Im Hinblick auf das Steigen und Sinken der Nervenleistung durch Gebrauch oder Nichtgebrauch sind folgende Beobachtungen von großem Interesse. Eine Pflanze, die man unter einer Glasglocke erzieht und sorgsam vor allen Reizen und Schäden der Außenwelt beschützt, sieht frisch und blühend aus. In Wahrheit ist sie weichlich und dekadent. Anatomisch ist das Nervengewebe vorhanden, doch funktionell ist es infolge mangelnden Gebrauches inaktiv.

Es ist sehr interessant, an einer derartigen Pflanze die Zunahme der Nervenleitfähigkeit unter dem Einfluß äußerer Reize zu beobachten. Zuerst findet keine Transmission statt, nach einiger Zeit beginnt die Übertragung der Erregungsimpulse und fortgesetzte Reizung erhöht das Leitvermögen zu einem Maximum.

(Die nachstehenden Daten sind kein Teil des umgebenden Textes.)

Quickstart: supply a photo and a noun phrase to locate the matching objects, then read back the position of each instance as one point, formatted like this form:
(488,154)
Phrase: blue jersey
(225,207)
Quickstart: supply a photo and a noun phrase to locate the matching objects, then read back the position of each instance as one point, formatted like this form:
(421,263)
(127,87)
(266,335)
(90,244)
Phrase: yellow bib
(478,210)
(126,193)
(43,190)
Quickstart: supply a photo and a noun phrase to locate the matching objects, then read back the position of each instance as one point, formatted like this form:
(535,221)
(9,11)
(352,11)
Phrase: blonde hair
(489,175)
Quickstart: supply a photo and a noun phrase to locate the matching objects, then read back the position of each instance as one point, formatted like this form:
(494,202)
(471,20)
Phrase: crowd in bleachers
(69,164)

Hier liegt ein Fall der Veränderlichkeit des Organismus durch seine Umwelt klar vor uns, durch Summation der Reize kommt das Organ erst zur Ausbildung. Der ungereizte Nerv ist untätig und träge; doch die Reizung verleiht ihm Energie, seine Erregbarkeit und sein Leitvermögen steigt gewaltig an.

DAS BLATT ALS FANGBECKEN FÜR DIE REIZE

Bei der Betrachtung der Reizwirkungen und ihrer Bedeutung für die Erhaltung des Lebensgetriebes in der Pflanze ist folgender Gesichtspunkt von Wichtigkeit. Für die Erhaltung ihrer normalen Funktionstätigkeit müssen die inneren Gewebe in einem günstigen, tonischen Zustand erhalten werden, und zwar durch Reize, die nur von der Außenwelt herkommen können. Unter den äußeren Reizen, die in der Natur auf die Pflanze wirken, ist keiner bedeutsamer als das Licht. Alles ist danach angetan, die Transmission der Lichtreize nach den inneren Geweben zu begünstigen; sie erfolgt längs der Nervenbahnen - längs des Phloems im Stranggewebe. Die Pulsation, die das Saftsteigen unterhält, kommt, wie wir sahen, zum Stillstand, wenn die Pflanze des Lichtes beraubt wird; wird sie dann aber dem Reiz des Lichtes wieder ausgesetzt, so wird der Pulsschlag erneut, der Saft wieder emporgepumpt, und durch die Kanäle, die als Arterien dienen, fließt neues Leben. Das ausgebreitete Blatt, worin die Gefäßbündel als feines Netzwerk verteilt sind, ist nicht bloß ein Gebilde zur Festlegung des Kohlenstoffes aus dem Kohlensäuregas der Luft, sondern auch ein Fangbecken für die Lichtreize, deren Erregungseffekt gesammelt und durch die feineren und die stärkeren Nervenäste nach dem Inneren der Pflanze geleitet wird. Die Verteilung der Gefäßbündel ist dort eine solche, daß kein Teil des lebenden Gewebes zu weit von ihnen abliegt, um die durch die Nervenbahnen zugeleitete Erregung zu empfangen.

So stehen alle Teile der Pflanze durch jenes Nervensystem in inniger und rascher gegenseitiger Verbindung. Nur der Existenz dieses Nervensystems ist es zu danken, daß die Pflanze ein organisches Ganzes, ein Individuum darstellt, worin ein jeder Teil die Reize verspürt, die ein anderer empfängt.

 


Erläuterung der Fußnoten.

5. Starling, Principles of Human Physiology (1920), S. 305.